29th
Vick needs to go
Michael Vick’s half-assed public apologies since getting an undeserved clean slate in the NFL are sickening. Look at some of the things he said today at a Humane Society event in Washington, D.C.
“I got caught up in the culture. I never thought that I would get caught.”
-Remorse isn’t being sorry that you got in trouble. It’s being sorry that you did it.
“I used poor judgment. I had people around me who didn’t have my best interests at heart.”
-Whose best interests, then? Clearly not the main attraction’s.
The AP paraphrased Vick as saying he feels lucky to be alive after being involved in a dangerous subculture. “Who knows what could have happened at 3 in the morning when you’re fighting dogs?” he said.
-He’s right.

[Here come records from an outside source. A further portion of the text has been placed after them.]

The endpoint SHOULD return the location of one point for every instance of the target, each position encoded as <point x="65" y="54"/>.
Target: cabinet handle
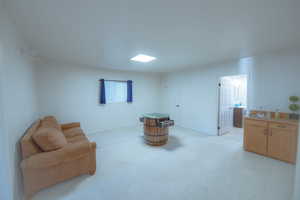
<point x="281" y="126"/>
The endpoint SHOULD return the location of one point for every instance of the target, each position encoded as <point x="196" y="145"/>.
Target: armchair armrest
<point x="53" y="158"/>
<point x="70" y="125"/>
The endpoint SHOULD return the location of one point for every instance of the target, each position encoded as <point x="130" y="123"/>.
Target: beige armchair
<point x="42" y="169"/>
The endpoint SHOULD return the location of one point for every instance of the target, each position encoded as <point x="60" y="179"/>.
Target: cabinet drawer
<point x="252" y="122"/>
<point x="283" y="126"/>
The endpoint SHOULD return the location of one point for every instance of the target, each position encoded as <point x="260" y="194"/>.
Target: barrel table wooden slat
<point x="154" y="133"/>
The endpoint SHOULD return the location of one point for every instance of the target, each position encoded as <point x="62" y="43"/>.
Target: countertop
<point x="288" y="121"/>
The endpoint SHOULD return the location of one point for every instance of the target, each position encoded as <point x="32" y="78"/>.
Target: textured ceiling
<point x="106" y="34"/>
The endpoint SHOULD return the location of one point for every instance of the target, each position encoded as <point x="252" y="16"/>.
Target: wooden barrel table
<point x="156" y="128"/>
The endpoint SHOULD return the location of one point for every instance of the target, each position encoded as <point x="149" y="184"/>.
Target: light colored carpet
<point x="192" y="166"/>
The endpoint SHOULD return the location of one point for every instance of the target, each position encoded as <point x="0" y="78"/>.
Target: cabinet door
<point x="255" y="137"/>
<point x="282" y="143"/>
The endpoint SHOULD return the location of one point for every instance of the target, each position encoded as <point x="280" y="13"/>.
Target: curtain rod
<point x="115" y="80"/>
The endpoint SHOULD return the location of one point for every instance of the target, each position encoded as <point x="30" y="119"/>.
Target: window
<point x="116" y="91"/>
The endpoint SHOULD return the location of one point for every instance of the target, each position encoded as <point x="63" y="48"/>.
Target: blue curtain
<point x="102" y="92"/>
<point x="129" y="91"/>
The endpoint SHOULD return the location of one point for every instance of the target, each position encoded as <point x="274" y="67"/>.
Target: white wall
<point x="18" y="105"/>
<point x="272" y="79"/>
<point x="72" y="94"/>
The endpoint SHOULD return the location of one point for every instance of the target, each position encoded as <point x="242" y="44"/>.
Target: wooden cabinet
<point x="273" y="139"/>
<point x="282" y="142"/>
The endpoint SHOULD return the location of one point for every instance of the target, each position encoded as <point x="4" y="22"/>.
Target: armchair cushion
<point x="49" y="159"/>
<point x="49" y="139"/>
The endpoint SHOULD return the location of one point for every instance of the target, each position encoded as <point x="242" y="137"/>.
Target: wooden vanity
<point x="275" y="138"/>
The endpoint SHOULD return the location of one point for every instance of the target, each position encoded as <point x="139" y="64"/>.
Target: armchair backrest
<point x="28" y="146"/>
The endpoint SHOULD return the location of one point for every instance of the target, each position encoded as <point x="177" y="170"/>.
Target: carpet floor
<point x="192" y="166"/>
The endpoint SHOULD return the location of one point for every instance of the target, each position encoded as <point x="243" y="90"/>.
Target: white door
<point x="225" y="106"/>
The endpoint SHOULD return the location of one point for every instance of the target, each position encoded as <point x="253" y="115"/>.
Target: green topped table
<point x="156" y="128"/>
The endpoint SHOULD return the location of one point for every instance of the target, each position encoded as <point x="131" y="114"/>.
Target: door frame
<point x="219" y="98"/>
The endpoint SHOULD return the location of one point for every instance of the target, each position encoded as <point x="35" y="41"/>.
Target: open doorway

He could have been drowned, hanged, even electrocuted. Just ask his dogs.
Vick has been whining to any reporter who will listen that he doesn’t like being a backup, that he thought a starting job would be waiting for him once he got out of jail. Meanwhile, when given a public platform today, Vick “referred to himself as ‘an animal rights advocate,’ but said little about dogs or other animals during his speech.”
I believe in second chances. Earned second chances. This is not one.
I surrender the floor now to my spiritual advisor Drew Carey, who, the day before he was hired by The Price Is Right, said this about Vick to TV Guide.
F—k him. Get rid of him. … If he knew what was going on and he didn’t step in … f—k him, man. And f—k the NFL. Honestly. If they think they can wrap themselves in the American flag and sing the National Anthem twice and think we’ll forget this, when guys are getting arrested for beating their wives and killing dogs … We’re supposed to go, “Oh well”? F—k you.